II. Pauvreté de la crèche
Pourquoi Jésus-Christ prend il la pauvreté?
1° Pour montrer qu’il ne s’appuie pas sur les moyens humains.
2° Pour mieux faire ressortir la puissance divine, dont il se servira.
3° Pour nous prémunir contre l’amour des richesses qui sont l’appât de Satan.
4° Pour nous conserver la liberté du coeur envers les richesses, quand on ne les a pas.
5° Pour nous enseigner la générosité, quand on les a.
Texte sténographié de la Conférence
Mes Soeurs,
Nous parlerons encore aujourd’hui de Notre-Seigneur, et, en considérant le mystère de la Nativité, nous tâcherons de nous rendre compte pourquoi il a voulu naître dans une étable pour y prendre notre nature. Tous les sermons de Noël traitent cette matière, et vous l’avez souvent méditée, mais j’espère pouvoir y glaner encore quelques réflexions tout particulièrement applicables aux religieuses.
I. Humilité prêchée à la religieuse
A) Manière dont Notre-Seigneur la prêche.
Notre-Seigneur a voulu établir le principe de l’humilité et de la pauvreté. C’est évident. Le texte de saint Paul nous le dit suffisamment: Exinanivit semetipsum. (Phil. II, 7.) Le voilà entré dans les dernières profondeurs de l’abaissement et du dépouillement. Il y a là, mes Soeurs, un modèle pour nous. Beaucoup de gens admirent, beaucoup de gens vont à Bethléem, ils font des crèches sur, à côté, en dessous de l’autel. Mais quels sont ceux qui entrent dans la pratique réelle? Quels sont les chrétiens qui vont au devant des rebuts comme à plaisir ainsi que Notre-Seigneur y va, porté dans les bras de sa Mère, de Bethléem à Nazareth et ailleurs?
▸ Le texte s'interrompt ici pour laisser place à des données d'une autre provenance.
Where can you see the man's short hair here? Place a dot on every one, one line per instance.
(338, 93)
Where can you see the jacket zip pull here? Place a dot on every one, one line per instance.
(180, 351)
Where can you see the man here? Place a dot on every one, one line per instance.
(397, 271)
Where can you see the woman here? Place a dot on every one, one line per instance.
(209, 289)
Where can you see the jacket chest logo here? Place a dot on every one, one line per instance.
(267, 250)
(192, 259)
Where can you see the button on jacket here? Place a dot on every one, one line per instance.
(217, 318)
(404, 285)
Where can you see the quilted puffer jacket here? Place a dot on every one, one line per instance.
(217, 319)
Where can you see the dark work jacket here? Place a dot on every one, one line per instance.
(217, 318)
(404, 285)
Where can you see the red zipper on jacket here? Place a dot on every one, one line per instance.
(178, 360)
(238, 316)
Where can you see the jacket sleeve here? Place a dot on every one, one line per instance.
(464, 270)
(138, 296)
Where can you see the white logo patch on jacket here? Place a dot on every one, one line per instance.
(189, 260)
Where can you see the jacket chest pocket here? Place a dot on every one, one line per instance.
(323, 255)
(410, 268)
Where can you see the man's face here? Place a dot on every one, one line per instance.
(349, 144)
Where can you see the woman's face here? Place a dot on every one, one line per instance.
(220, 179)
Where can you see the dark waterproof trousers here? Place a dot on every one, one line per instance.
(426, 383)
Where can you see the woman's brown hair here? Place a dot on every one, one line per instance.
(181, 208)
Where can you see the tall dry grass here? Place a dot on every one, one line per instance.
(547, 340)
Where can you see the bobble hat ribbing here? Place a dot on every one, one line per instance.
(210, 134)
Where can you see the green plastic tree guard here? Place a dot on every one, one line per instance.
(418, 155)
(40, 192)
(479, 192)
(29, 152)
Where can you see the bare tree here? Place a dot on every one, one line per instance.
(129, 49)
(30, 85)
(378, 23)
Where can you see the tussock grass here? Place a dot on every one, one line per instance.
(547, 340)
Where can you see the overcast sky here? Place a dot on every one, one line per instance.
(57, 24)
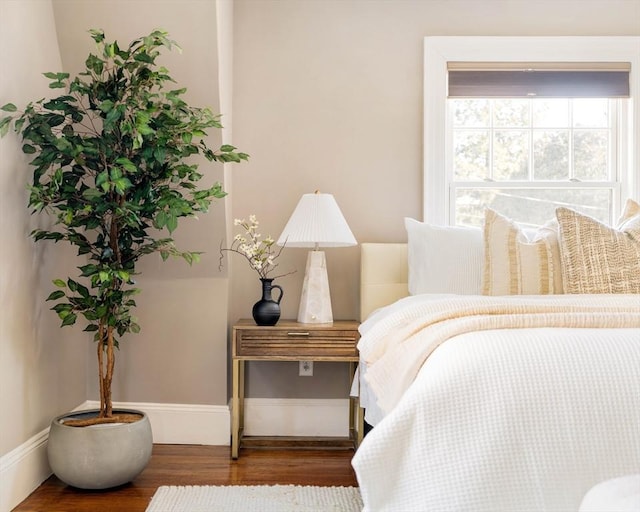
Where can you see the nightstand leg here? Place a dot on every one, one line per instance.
(356, 413)
(235, 406)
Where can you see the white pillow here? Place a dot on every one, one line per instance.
(444, 259)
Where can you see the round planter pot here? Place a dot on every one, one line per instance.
(99, 456)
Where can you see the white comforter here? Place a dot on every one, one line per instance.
(524, 419)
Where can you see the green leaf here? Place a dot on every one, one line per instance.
(97, 35)
(106, 106)
(127, 164)
(102, 178)
(172, 222)
(56, 295)
(69, 319)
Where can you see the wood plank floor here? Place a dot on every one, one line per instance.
(199, 465)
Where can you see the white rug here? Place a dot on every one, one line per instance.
(255, 498)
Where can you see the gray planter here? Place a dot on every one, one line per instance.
(100, 456)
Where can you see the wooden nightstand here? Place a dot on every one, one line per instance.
(292, 341)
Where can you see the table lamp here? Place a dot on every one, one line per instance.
(316, 222)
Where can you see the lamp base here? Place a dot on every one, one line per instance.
(315, 303)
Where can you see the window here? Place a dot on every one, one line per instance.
(524, 154)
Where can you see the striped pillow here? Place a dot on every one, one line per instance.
(516, 264)
(597, 258)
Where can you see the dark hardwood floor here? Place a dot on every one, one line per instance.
(199, 465)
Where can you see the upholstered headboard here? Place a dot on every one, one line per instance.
(383, 275)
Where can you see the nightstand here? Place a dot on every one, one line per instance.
(292, 341)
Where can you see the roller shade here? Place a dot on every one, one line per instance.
(536, 79)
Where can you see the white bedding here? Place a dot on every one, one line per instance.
(507, 420)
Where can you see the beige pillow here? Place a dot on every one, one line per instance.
(597, 258)
(516, 264)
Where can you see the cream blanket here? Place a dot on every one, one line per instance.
(500, 419)
(396, 347)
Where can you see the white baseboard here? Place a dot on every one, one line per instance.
(182, 423)
(22, 470)
(296, 417)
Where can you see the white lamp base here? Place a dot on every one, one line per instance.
(315, 303)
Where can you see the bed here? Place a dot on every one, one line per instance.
(497, 401)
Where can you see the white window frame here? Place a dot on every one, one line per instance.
(442, 49)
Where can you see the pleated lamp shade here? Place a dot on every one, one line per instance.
(316, 222)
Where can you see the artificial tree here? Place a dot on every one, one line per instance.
(114, 164)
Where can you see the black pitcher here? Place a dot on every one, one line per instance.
(267, 311)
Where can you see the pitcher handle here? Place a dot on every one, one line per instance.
(281, 292)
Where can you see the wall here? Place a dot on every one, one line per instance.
(179, 356)
(42, 367)
(328, 96)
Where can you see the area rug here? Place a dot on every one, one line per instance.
(255, 498)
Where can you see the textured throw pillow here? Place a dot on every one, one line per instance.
(443, 259)
(597, 258)
(516, 264)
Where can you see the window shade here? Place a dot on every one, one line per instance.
(536, 79)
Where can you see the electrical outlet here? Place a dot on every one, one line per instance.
(305, 368)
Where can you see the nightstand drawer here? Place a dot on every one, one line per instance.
(290, 340)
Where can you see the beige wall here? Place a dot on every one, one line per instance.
(328, 95)
(42, 367)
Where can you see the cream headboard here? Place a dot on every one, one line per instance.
(383, 275)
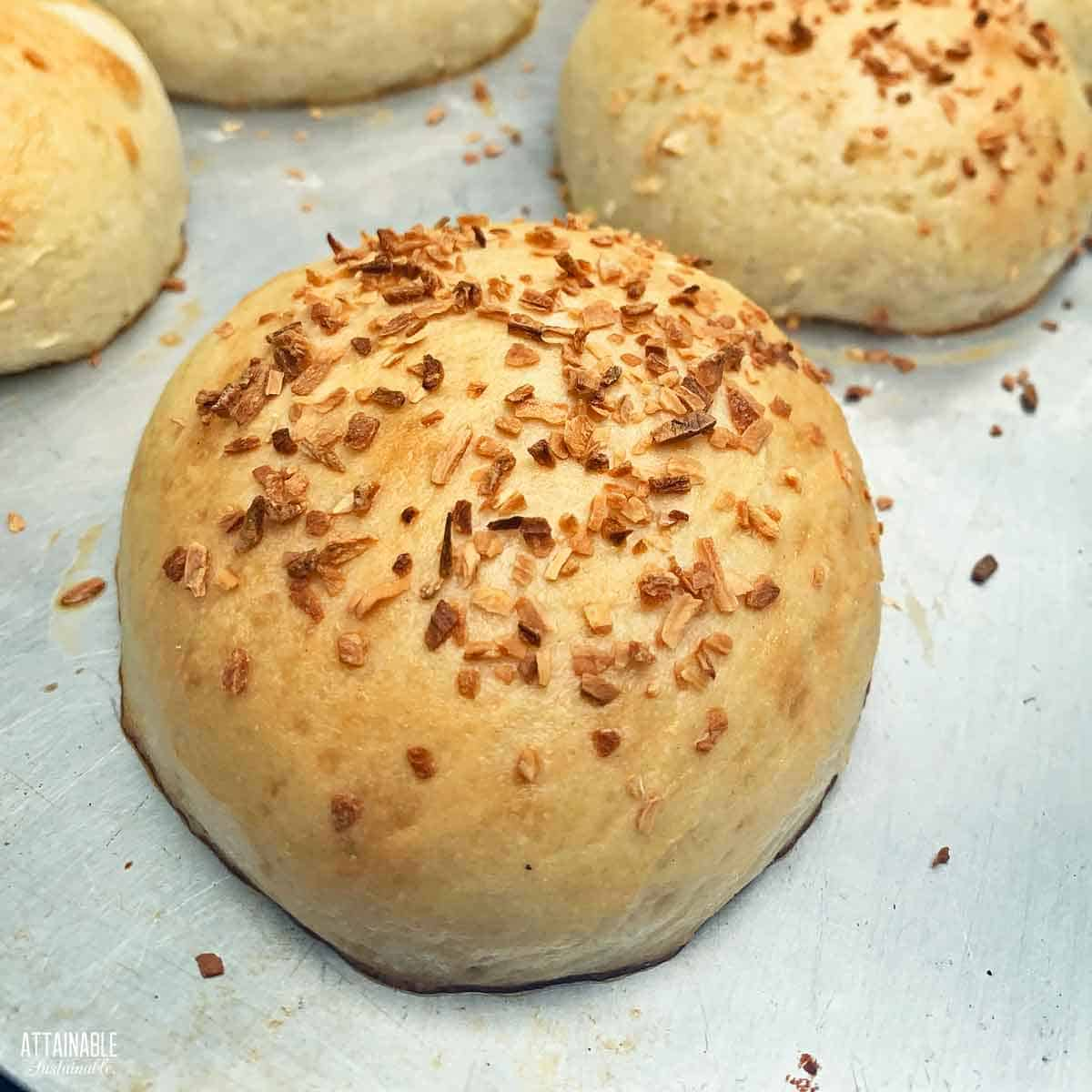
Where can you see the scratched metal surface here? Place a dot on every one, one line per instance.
(976, 733)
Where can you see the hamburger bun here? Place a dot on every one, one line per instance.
(498, 599)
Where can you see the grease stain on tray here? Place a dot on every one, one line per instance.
(65, 626)
(920, 620)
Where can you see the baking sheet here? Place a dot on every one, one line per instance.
(976, 735)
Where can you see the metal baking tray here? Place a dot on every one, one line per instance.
(890, 973)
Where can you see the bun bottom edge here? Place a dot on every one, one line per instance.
(129, 729)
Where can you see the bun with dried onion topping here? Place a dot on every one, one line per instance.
(911, 167)
(498, 599)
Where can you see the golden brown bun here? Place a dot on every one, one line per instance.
(920, 167)
(92, 181)
(478, 804)
(262, 53)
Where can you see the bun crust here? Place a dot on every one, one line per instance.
(552, 747)
(910, 167)
(263, 53)
(93, 190)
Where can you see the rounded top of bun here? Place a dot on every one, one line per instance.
(912, 167)
(500, 599)
(93, 189)
(265, 53)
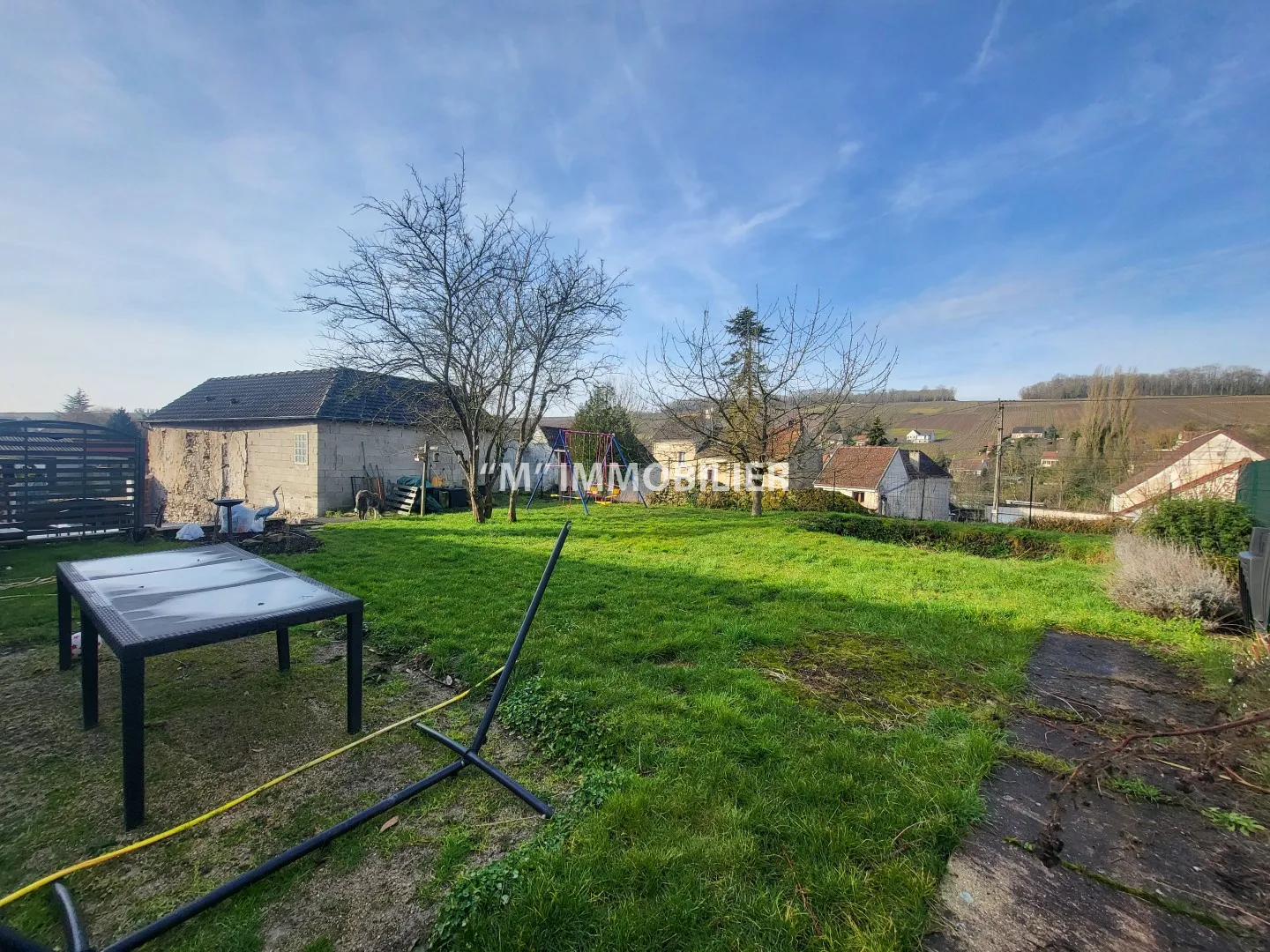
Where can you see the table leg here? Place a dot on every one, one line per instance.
(88, 671)
(64, 625)
(132, 701)
(355, 671)
(283, 651)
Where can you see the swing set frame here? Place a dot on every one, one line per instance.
(609, 456)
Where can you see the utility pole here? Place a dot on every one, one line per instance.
(996, 479)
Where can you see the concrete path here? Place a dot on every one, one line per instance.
(1081, 866)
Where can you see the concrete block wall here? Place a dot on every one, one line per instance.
(390, 450)
(190, 466)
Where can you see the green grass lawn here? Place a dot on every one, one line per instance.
(776, 735)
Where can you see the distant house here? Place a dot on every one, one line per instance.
(691, 458)
(1208, 465)
(972, 465)
(308, 432)
(889, 480)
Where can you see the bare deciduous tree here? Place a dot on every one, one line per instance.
(475, 306)
(766, 389)
(571, 306)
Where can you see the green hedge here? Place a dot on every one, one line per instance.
(1212, 527)
(1085, 527)
(975, 539)
(794, 501)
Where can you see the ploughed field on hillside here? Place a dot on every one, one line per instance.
(964, 427)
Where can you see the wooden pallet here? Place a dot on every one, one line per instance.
(401, 499)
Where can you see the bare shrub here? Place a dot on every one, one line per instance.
(1169, 580)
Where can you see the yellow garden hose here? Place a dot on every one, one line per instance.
(230, 805)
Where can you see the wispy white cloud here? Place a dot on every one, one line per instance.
(998, 18)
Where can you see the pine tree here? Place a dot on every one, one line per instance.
(123, 423)
(77, 403)
(877, 433)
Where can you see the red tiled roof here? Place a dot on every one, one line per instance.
(1192, 484)
(1191, 446)
(856, 467)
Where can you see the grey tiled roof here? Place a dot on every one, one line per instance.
(328, 394)
(923, 466)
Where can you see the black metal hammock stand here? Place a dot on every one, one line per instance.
(72, 926)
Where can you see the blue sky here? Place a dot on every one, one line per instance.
(1011, 190)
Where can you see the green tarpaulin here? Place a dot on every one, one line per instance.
(1254, 490)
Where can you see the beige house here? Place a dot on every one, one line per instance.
(889, 481)
(1206, 465)
(311, 433)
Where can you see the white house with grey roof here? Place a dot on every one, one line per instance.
(310, 432)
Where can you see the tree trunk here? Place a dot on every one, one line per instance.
(474, 498)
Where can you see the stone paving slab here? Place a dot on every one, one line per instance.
(997, 897)
(1198, 886)
(1104, 680)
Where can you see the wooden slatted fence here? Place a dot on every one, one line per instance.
(61, 479)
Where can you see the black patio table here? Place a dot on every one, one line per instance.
(161, 602)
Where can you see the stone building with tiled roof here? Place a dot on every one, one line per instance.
(889, 481)
(311, 433)
(1206, 465)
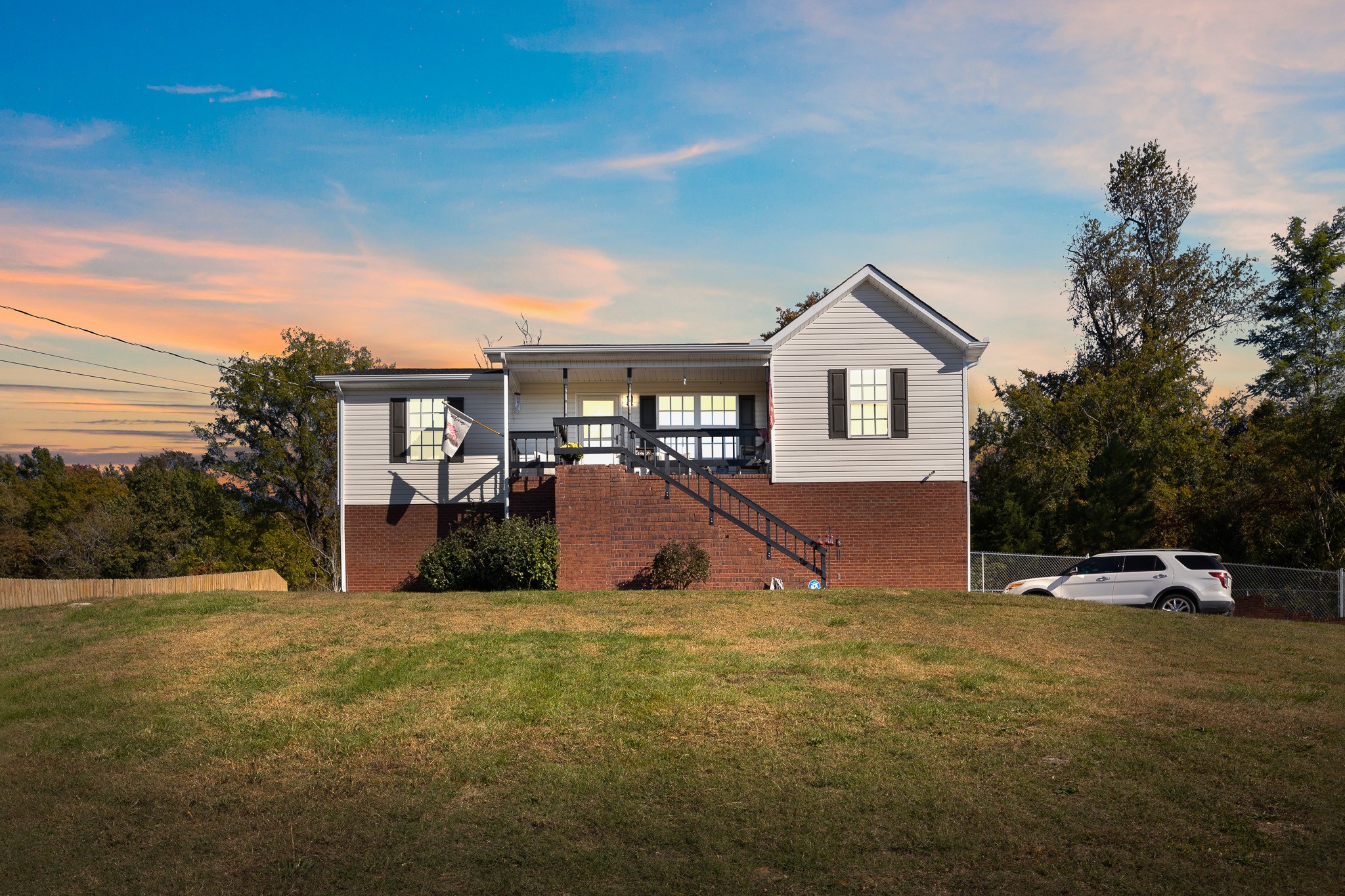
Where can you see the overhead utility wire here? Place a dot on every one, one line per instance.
(66, 358)
(162, 351)
(110, 379)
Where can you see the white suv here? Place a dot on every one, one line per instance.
(1172, 580)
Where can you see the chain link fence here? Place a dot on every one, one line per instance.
(1315, 593)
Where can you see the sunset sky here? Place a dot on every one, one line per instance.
(200, 177)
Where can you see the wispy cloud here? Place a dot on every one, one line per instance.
(654, 164)
(39, 132)
(219, 92)
(190, 89)
(250, 95)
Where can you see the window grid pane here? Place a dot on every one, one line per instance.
(870, 402)
(718, 410)
(677, 410)
(718, 446)
(426, 421)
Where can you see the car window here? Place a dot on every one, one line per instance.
(1199, 562)
(1099, 566)
(1143, 563)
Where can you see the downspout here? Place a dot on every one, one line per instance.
(508, 454)
(966, 458)
(341, 475)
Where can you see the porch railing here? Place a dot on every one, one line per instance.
(724, 452)
(645, 452)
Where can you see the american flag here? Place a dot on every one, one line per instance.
(455, 429)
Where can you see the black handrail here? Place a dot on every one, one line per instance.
(718, 496)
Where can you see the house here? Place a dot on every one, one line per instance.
(831, 453)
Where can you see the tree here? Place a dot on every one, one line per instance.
(1066, 465)
(1302, 339)
(276, 436)
(1302, 322)
(786, 316)
(1134, 284)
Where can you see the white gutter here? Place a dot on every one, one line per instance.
(505, 436)
(966, 441)
(341, 473)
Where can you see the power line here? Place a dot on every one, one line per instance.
(110, 379)
(106, 367)
(162, 351)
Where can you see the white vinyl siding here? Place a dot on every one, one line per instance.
(369, 477)
(866, 330)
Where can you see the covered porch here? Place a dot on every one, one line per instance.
(708, 403)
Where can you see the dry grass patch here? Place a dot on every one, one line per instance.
(658, 742)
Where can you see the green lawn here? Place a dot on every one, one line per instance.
(666, 742)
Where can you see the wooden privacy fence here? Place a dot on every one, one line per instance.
(37, 593)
Je ne veux pas examiner de nouveau ici ce que je vous ai dit du haut de cette chaire, ce que c’était que la crèche, comment ce praesepium était la pièce destinée aux animaux dans le caravansérail, une véritable étable. Toujours est-il que Notre-Seigneur ne voulut pas la place des hôtelleries, il se réfugia dans l’étable. Non erat eis locus diversorio. (Luc. II, 7.) Qu’est-ce qui fait le malheur d’une religieuse, mes Soeurs? C’est qu’elle veut être quelque chose. Elle se dit: « Pourquoi, pour cet emploi préfère-t-on ma Soeur une telle à moi? Pourquoi lui confie-t-on telle leçon à donner? Voyez la confiance que notre Mère a dans telle Soeur. Elle la garde dans sa chambre pour lui parler si longtemps, et elle ne me prend pas? » Qu’est-ce que cela veut dire, mes Soeurs? C’est qu’on veut chercher une place dans l’hôtellerie, et non pas avoir l’étable. Et pourtant Notre-Seigneur reste dans l’étable. Est-ce vrai, est-ce faux ce que je dis, mes Soeurs? Si dans un couvent il y avait hôtellerie et étable, une vraie religieuse se mettrait dans l’étable, et le jour où tout le monde dans le couvent procéderait ainsi, la paix, l’union, le bonheur y régneraient.
Pas d’illusion, mes Soeurs, vous n’êtes pas ambitieuses. Vous ne désirez pas être ministre de la Guerre, ni amiral, ni maréchal, c’est évident. Mais on veut son petit rang, sa petite distinction, et Notre-Seigneur, que veut-il? Qu’on le mette avec les animaux: Posuit eum in praesepio. Voyez l’humilité pratique de Notre-Seigneur à peine sorti du sein de sa Mère. Lorsque vos agitations, vos désirs inquiets se manifestent et que votre Supérieure est obligée de vous dire: « Eh bien! ma fille,je vous mettrai dans l’hôtellerie », je voudrais que vous répondiez en vraie religieuse: « Ma Mère, mettez-moi dans l’étable. Là nous trouverons l’Enfant-Jésus. »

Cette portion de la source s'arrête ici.